Five hundred high-ranking U.S. officials, including former President Barack Obama, are banned from entering Russia, the Russian Foreign Ministry announced on Friday, May 19th.
According to the ministry, the entry ban is a response to the new “anti-Russian” sanctions, “designed by Washington to inflict maximum damage on Russia,” which the Biden administration had announced on the first day of the G7 summit in Japan. Remarkably, American television hosts and comedians Jimmy Kimmel and Seth Meyers were also on the list.
“It is high time Washington learned that Russia will not just sit by and watch as it unleashes its hostile campaigns against Russia,” the Russian Foreign Ministry added, warning that “retribution will never be far away.”
The Russian Foreign Ministry also rejected a recent U.S. request for a consular visit to the detained reporter Evan Gershkovich, who was arrested on suspicion of espionage in late March. The decision was made “in response to the refusal to issue visas to Russian journalists” who were due to accompany Russian Foreign Minister Sergei Lavrov to the UN’s New York headquarters, it added.
On Friday, Russia also opened a criminal case against International Criminal Court prosecutor Karim Ahmad Khan and judges Tomoko Akane, Rosario Salvatore Aitala, and Sergio Gerardo Ugalde Godinez, who in March had issued an arrest warrant for Russian President Vladimir Putin.
The International Criminal Court (ICC) case brought against Putin alleges that the Russian leader, together with Russia’s commissioner for children’s rights, Maria Lvova-Belova, is guilty of war crimes, more specifically, the unlawful deportation of children from Ukraine to Russia. Moscow has denied these allegations.
According to the Russian Investigative Committee, its own case was opened on charges of the “criminal prosecution” of an “innocent person” [Putin], as it deems the charges brought against the Russian leader to be “illegal.” The ICC has no powers to arrest suspects and has jurisdiction only within its member countries, which do not include Russia. Its effect is considered minimal, as it would only limit Putin’s travel options.

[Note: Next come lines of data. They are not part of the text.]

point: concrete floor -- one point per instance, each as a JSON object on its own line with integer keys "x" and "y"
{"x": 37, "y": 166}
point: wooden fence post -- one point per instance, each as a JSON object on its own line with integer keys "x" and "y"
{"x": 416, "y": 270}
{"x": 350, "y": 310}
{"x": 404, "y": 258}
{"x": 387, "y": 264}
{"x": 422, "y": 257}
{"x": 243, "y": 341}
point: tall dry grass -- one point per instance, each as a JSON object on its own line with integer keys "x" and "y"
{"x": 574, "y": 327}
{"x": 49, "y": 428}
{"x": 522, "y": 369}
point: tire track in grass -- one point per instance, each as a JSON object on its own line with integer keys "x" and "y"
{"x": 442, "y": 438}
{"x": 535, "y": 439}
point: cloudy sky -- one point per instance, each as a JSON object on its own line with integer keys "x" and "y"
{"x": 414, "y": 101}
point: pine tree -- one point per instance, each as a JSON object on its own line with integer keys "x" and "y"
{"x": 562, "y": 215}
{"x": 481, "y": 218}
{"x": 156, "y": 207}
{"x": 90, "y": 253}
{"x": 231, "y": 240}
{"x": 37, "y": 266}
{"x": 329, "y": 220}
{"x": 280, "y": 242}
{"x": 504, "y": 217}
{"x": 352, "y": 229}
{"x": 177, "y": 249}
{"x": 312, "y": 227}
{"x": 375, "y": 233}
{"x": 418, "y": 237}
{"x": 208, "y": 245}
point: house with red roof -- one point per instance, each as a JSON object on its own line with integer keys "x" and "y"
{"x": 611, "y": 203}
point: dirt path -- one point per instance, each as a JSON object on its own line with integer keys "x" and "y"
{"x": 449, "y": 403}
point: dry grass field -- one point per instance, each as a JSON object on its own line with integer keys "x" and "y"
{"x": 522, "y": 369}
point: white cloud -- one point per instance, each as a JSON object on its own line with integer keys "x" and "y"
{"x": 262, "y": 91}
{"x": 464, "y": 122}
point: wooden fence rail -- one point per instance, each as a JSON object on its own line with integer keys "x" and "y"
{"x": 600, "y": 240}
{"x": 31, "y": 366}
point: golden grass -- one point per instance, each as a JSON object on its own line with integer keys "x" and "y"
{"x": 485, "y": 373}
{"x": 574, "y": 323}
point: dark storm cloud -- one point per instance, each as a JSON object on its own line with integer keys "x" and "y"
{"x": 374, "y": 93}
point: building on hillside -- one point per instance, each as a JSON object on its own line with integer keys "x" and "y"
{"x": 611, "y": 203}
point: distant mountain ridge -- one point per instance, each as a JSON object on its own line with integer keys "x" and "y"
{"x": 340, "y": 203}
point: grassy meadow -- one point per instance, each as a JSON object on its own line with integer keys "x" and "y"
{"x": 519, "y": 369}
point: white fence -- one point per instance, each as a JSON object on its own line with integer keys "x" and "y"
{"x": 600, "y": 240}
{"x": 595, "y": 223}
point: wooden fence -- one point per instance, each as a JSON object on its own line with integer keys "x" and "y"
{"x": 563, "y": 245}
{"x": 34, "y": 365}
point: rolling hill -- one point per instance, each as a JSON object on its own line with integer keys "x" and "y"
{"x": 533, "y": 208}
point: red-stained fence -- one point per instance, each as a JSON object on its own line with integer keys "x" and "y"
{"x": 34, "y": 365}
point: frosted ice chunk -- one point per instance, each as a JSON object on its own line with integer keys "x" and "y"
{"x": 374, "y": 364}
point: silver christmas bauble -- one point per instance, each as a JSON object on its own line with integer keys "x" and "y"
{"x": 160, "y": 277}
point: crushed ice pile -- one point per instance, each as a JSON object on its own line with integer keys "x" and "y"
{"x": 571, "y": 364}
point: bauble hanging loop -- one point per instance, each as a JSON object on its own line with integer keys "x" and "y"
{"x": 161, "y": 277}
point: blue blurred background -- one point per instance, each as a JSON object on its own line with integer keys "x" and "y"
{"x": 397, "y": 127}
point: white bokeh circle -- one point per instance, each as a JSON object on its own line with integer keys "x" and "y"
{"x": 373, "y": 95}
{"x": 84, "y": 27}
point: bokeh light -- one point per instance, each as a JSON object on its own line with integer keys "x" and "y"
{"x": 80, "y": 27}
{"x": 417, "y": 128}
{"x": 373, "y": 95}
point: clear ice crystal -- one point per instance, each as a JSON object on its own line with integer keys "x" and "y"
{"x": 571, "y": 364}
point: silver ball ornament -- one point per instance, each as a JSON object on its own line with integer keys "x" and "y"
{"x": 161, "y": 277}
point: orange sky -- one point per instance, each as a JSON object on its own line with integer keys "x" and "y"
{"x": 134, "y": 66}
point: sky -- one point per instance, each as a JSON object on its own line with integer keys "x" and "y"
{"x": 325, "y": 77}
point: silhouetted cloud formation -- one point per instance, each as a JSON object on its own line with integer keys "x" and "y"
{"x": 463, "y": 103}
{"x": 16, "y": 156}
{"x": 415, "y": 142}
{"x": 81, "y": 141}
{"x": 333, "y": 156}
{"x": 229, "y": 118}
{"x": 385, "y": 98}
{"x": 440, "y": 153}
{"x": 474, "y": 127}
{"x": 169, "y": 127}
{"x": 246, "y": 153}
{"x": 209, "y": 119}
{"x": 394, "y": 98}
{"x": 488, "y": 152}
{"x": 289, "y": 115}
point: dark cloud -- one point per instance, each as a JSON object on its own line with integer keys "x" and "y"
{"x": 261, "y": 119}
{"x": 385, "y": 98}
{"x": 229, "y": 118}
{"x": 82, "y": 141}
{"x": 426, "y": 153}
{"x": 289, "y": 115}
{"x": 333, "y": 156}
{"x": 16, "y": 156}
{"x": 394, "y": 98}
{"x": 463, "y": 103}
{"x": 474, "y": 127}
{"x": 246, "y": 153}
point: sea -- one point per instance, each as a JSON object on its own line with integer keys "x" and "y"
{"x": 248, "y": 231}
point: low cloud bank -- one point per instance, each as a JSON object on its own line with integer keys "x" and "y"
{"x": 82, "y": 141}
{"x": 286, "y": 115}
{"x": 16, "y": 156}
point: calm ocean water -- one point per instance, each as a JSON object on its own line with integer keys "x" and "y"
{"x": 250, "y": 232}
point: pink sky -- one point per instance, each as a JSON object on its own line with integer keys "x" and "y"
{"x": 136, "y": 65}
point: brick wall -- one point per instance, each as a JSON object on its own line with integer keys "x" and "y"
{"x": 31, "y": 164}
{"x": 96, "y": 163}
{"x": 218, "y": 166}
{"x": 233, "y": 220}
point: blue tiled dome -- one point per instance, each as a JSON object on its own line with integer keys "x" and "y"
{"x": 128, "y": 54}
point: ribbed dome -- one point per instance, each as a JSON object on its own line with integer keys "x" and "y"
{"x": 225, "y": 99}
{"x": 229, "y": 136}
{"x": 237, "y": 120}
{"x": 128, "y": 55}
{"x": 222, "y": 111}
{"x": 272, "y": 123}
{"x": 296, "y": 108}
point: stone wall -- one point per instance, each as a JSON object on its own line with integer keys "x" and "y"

In addition, the Russian branch of the environmental group Greenpeace has been effectively forced into ceasing operations after Russian authorities declared it an “undesirable organization,” making its continued existence practically impossible. According to Russia, Greenpeace had tried to “interfere in the internal affairs of the state” and was “engaged in anti-Russian propaganda” by calling for sanctions against Moscow.